Ah, syukurlah Mevrouw Rose, Salah-satu istri toean tanah berseroe memotong terlihat sekali dia sirik dan tidak soeka dengan kemegahan atjara djamoean makan malam ini, Setidaknja kalau begitoe, soep beningnja akan jaoeh lebih lezat dibanding soep bening resep keloearga Mevrouw Rose tiga tahoen laloe.
Nyonya Rose poera-poera tertawa anggoen menanggapi sindiran itoe, mengangkat tangannja pada posisi sempoerna, Tentoe sadja Mevrouw Chaterine, tentoe sadja. Hanja lidah orang-orang terhormat sadjalah jang bisa merasakan spesialnja itoe soep, apalagi djika lidah aseli ketoeroenan darah bangsawan. Oh well, maksoedkoe, lidah kita semoea.

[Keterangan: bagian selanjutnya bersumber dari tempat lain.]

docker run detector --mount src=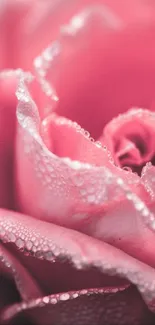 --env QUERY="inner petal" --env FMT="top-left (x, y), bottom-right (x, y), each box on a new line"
top-left (100, 109), bottom-right (155, 174)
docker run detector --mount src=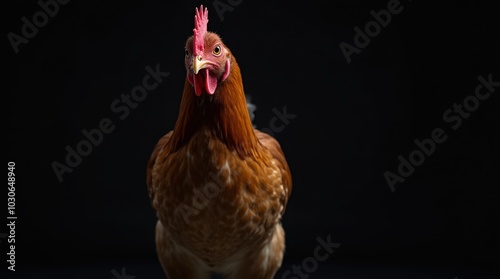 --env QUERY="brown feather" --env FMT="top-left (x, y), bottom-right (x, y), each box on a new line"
top-left (147, 30), bottom-right (292, 279)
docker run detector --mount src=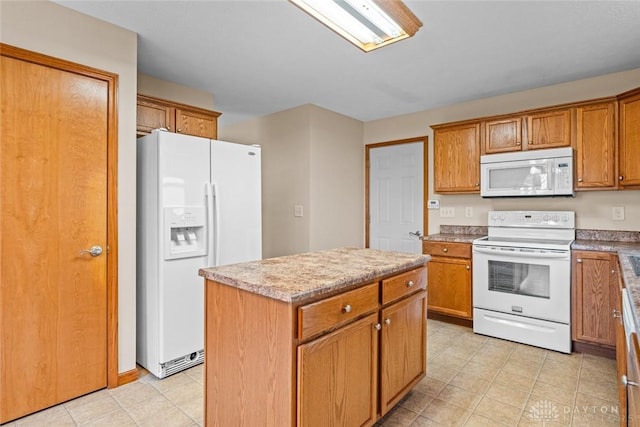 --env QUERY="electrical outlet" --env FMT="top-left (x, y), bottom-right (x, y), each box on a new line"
top-left (464, 206), bottom-right (473, 218)
top-left (611, 206), bottom-right (624, 221)
top-left (440, 206), bottom-right (456, 218)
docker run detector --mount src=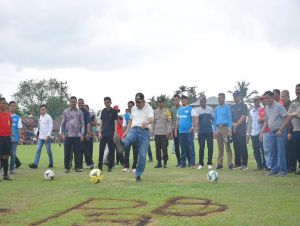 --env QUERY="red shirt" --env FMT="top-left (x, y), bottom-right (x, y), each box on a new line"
top-left (117, 116), bottom-right (123, 139)
top-left (0, 112), bottom-right (12, 137)
top-left (258, 107), bottom-right (270, 133)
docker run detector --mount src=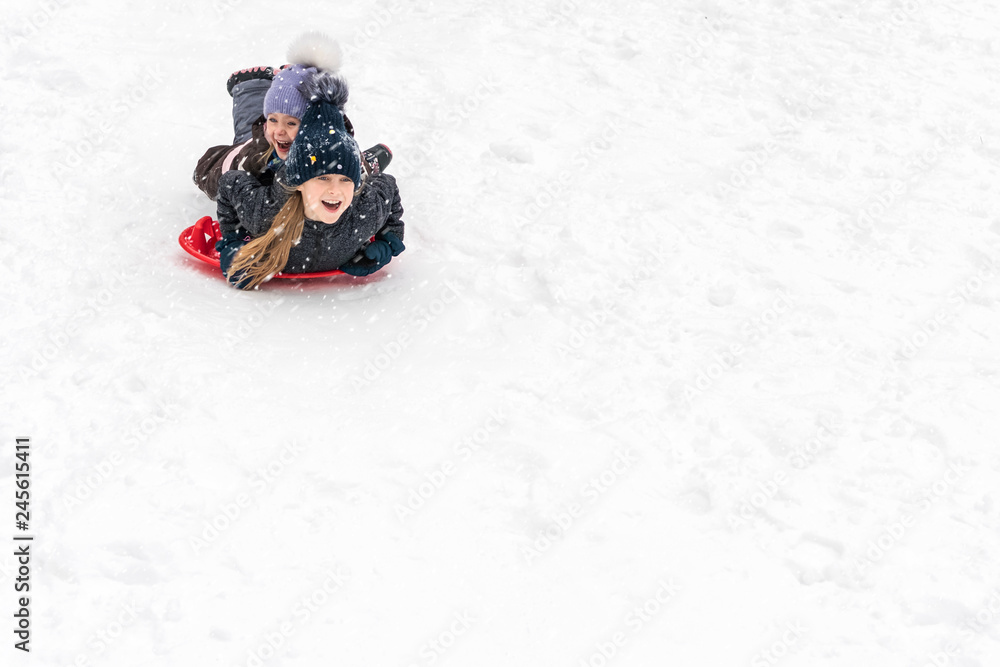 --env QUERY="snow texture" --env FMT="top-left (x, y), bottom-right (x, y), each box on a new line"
top-left (0, 0), bottom-right (1000, 667)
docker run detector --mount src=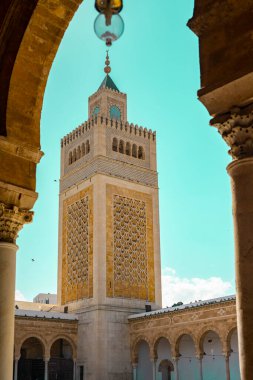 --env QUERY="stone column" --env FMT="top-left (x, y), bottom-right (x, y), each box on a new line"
top-left (73, 359), bottom-right (76, 380)
top-left (197, 355), bottom-right (203, 380)
top-left (44, 358), bottom-right (50, 380)
top-left (151, 358), bottom-right (157, 380)
top-left (0, 203), bottom-right (33, 380)
top-left (132, 363), bottom-right (138, 380)
top-left (224, 352), bottom-right (230, 380)
top-left (14, 358), bottom-right (19, 380)
top-left (172, 356), bottom-right (179, 380)
top-left (212, 104), bottom-right (253, 380)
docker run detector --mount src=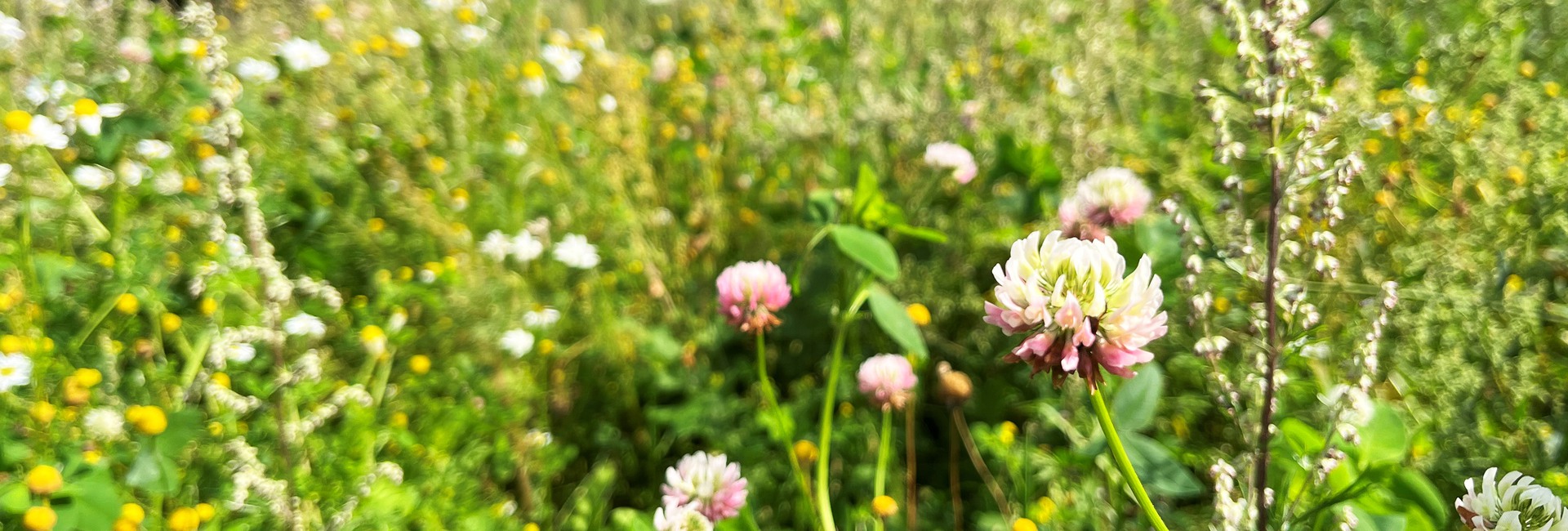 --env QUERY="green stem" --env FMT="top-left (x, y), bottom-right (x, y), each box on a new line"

Nyonya-nyonya lain demi sopan santoen terhadap toean roemah ikoet tertawa. Padahal djelas-djelas Nyonya Rose sedang menjindir Mevrouw Chaterine, wanita eropa biasa jang mendapatkan gelar kebangsawanan karena pernikahan. Di doenia ini, entah itoe di kalangan ningrat atau orang awam, entah itoe di tempat-tempat megah nan mahal atau gang betjek nan bau, oeroesan sombong menjombong dan saling merendahkan sama bentoeknja, hanja beda kelasnja.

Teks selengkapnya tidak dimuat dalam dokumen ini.